Since our stories are generally character driven, we first like to know our characters inside and out. We talk about who they are and what they specifically want. Once we've got their names and backgrounds, flaws, and why they are driven, then we work on where we're going with the story.

Actually sometimes a plot line will come to us first, but that's a topic for another blog later on. (Has anyone picked up we're always saving things for other blogs?)

Back to brainstorming. Our second step is who opens the story in their point of view? Normally we gear our books toward the romance genre (Dani's strong point), so we usually start with the heroine. Sometimes the hero will protest and win the argument. We're really not gender driven.

But here's where it gets tricky. Once we know the characters, know the underlying plot, we have to add flesh and blood to the story…the stuff that not only draws readers avidly into the book, but ourselves as well.

We rely on our handy dandy writing class rule. Every scene needs three parts:

1. Goal. What does the character want? CHECK. DONE THAT.
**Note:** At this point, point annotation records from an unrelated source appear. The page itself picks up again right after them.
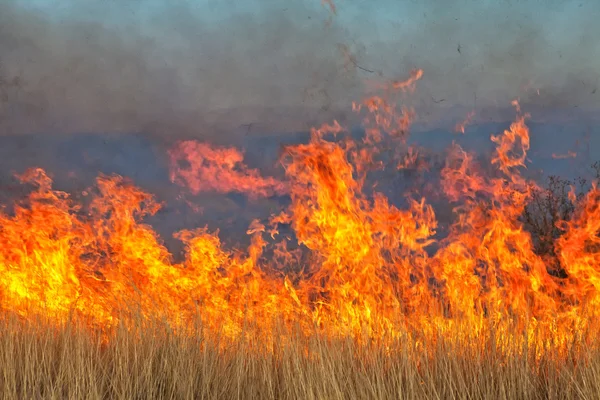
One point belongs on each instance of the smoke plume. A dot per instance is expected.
(219, 71)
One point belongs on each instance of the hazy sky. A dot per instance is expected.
(199, 68)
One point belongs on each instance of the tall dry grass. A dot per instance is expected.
(38, 360)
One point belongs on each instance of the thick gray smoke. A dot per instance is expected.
(73, 72)
(210, 69)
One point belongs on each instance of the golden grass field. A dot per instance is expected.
(67, 362)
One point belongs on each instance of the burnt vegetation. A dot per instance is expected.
(550, 207)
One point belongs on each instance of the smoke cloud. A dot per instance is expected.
(219, 70)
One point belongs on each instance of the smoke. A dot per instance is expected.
(213, 70)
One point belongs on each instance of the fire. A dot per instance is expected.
(371, 270)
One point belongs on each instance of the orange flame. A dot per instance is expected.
(570, 154)
(371, 270)
(211, 169)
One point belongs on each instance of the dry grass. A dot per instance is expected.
(37, 361)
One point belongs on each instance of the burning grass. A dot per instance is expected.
(372, 310)
(149, 360)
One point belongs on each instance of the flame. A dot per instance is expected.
(460, 127)
(201, 167)
(370, 270)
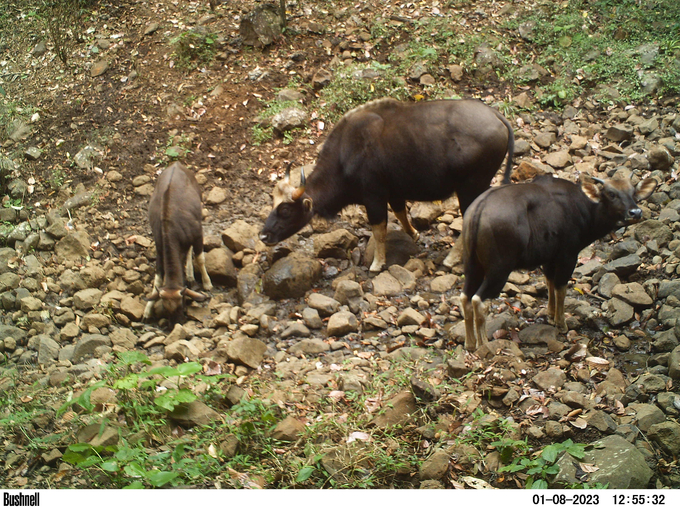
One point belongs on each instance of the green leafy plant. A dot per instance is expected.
(261, 134)
(542, 467)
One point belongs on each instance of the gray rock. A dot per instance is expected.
(73, 247)
(244, 350)
(559, 159)
(409, 316)
(216, 196)
(667, 436)
(646, 415)
(193, 414)
(424, 213)
(220, 267)
(87, 345)
(288, 430)
(659, 158)
(261, 27)
(123, 338)
(87, 299)
(607, 283)
(291, 276)
(310, 346)
(347, 291)
(435, 467)
(550, 380)
(673, 363)
(289, 95)
(538, 334)
(248, 282)
(289, 118)
(619, 312)
(183, 350)
(295, 329)
(602, 421)
(341, 323)
(444, 283)
(325, 305)
(386, 285)
(632, 293)
(131, 307)
(620, 466)
(241, 235)
(619, 133)
(335, 244)
(624, 266)
(48, 350)
(397, 411)
(312, 318)
(399, 248)
(406, 278)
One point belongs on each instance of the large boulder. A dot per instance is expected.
(291, 276)
(262, 26)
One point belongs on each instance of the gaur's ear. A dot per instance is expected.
(645, 189)
(589, 188)
(196, 296)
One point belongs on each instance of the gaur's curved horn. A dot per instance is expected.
(303, 183)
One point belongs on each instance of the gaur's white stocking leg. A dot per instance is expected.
(480, 320)
(189, 268)
(200, 262)
(380, 236)
(560, 322)
(157, 282)
(406, 224)
(469, 316)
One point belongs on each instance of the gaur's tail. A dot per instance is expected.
(511, 149)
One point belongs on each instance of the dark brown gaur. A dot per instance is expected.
(387, 152)
(543, 223)
(175, 217)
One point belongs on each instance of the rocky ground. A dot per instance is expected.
(305, 324)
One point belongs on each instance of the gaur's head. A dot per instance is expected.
(292, 211)
(174, 301)
(618, 196)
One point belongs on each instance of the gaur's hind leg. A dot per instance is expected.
(205, 278)
(157, 282)
(560, 322)
(200, 263)
(469, 316)
(480, 320)
(399, 208)
(380, 237)
(189, 268)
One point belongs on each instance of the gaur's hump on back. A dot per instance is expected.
(375, 106)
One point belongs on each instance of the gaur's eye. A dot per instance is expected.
(284, 211)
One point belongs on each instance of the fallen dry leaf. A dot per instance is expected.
(476, 483)
(579, 423)
(588, 468)
(362, 436)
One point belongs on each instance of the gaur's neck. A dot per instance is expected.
(328, 196)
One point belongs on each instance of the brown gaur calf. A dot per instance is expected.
(175, 217)
(544, 223)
2. Conflict. A series of difficulties characters must face on the way to reaching their goal. CHECK…WAIT! HOLD ON…We're not exactly there yet.

Several minutes (actually hours) of discussion, heavy research, and some wine, maybe a lot of wine, one of us (usually Tia) yells, "We got cows!"





Imagine in the restaurant the looks we get are quite comical. "Cows? What cows?" Several people look around nervously. "Where?"


We grin at everyone and explain we're co-authors, Tia Dani, and Tia's yell, "We've got cows." is an expression for seeing difficulties (like in the movie where cows fly in the middle of a tornado.) Some nod and say, "I see." Others…look confused then go back to eating.

Now onto Rule Three: 
The Ultimate Disaster. What keeps characters from reaching their goals? By this time Tia is jumping up and down, waving her hands at a bunch of unseen cows in her mind. (Remember how she loves a great disaster.) Even Dani can't help but get drawn into the excitement. She has her own cows. With rapid-fire description, she embellishes great love scenes to go along with Tia's disaster(s).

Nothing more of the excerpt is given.